Sappiamo bene come per un partito politico, come per ogni essere umano, la precondizione per un’alleanza solida sia la solidità della propria identità. Ma sappiamo che su questo fronte il cantiere dem è ancora aperto.

Durante la scorsa legislatura il profilo identitario del Pd, la sua leggibilità, ha risentito molto dell’alleanza innaturale con il centrodestra dove non era sempre ben chiaro all’esterno quanto le sintesi a cui si arrivava fossero necessari compromessi con gli alleati o un lento riposizionamento più centrista. Questo perché un’elaborazione autonoma era stata di fatto sospesa per un lungo periodo.

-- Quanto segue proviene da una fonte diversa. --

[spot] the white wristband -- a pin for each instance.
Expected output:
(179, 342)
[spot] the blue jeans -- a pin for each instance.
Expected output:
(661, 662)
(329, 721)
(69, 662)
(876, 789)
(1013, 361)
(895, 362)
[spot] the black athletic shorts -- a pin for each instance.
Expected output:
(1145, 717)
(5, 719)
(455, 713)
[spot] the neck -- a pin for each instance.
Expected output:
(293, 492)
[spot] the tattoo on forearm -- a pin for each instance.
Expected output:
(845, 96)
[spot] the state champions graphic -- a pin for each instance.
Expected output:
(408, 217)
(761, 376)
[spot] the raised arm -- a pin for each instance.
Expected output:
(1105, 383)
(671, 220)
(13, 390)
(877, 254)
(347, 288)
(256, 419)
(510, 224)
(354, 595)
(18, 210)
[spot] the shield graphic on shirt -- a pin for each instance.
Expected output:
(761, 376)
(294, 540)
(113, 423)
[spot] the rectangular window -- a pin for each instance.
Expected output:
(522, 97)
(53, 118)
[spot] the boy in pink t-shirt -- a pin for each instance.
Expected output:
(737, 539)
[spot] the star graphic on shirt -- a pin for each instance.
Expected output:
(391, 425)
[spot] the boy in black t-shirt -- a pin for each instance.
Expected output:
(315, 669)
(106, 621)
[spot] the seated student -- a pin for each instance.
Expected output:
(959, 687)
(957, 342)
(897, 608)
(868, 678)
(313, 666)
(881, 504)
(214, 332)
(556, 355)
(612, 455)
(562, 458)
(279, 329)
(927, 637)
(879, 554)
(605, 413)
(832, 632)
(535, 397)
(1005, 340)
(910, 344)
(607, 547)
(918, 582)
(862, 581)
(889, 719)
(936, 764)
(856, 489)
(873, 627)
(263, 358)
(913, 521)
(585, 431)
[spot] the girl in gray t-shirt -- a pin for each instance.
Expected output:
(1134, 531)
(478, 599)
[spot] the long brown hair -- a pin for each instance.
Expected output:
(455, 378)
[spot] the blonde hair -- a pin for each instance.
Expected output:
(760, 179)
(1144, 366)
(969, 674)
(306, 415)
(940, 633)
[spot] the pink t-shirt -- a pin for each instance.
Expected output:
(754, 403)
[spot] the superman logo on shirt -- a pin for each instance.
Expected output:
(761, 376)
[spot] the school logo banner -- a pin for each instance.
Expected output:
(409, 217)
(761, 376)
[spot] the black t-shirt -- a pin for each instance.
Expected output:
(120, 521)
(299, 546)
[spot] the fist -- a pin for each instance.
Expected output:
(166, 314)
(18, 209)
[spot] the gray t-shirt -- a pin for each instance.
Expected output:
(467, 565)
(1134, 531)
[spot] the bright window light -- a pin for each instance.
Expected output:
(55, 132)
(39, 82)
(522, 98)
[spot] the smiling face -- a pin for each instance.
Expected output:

Sarà importante quindi che il nuovo scenario rafforzi e non indebolisca l’azione di ricucitura di relazioni con la società secondo il percorso che Zingaretti aveva indicato: l’avvio della Costituente delle idee, la nascita della nuova fondazione culturale, l’attivazione di forum e dipartimenti che potranno rappresentare il lavoro di ricostruzione della casa comune mentre i dem al governo saranno in missione in una terra che potrebbe rivelarsi straniera. E ancor di più, quindi, avranno bisogno di avere le spalle coperte da una forza politica seria.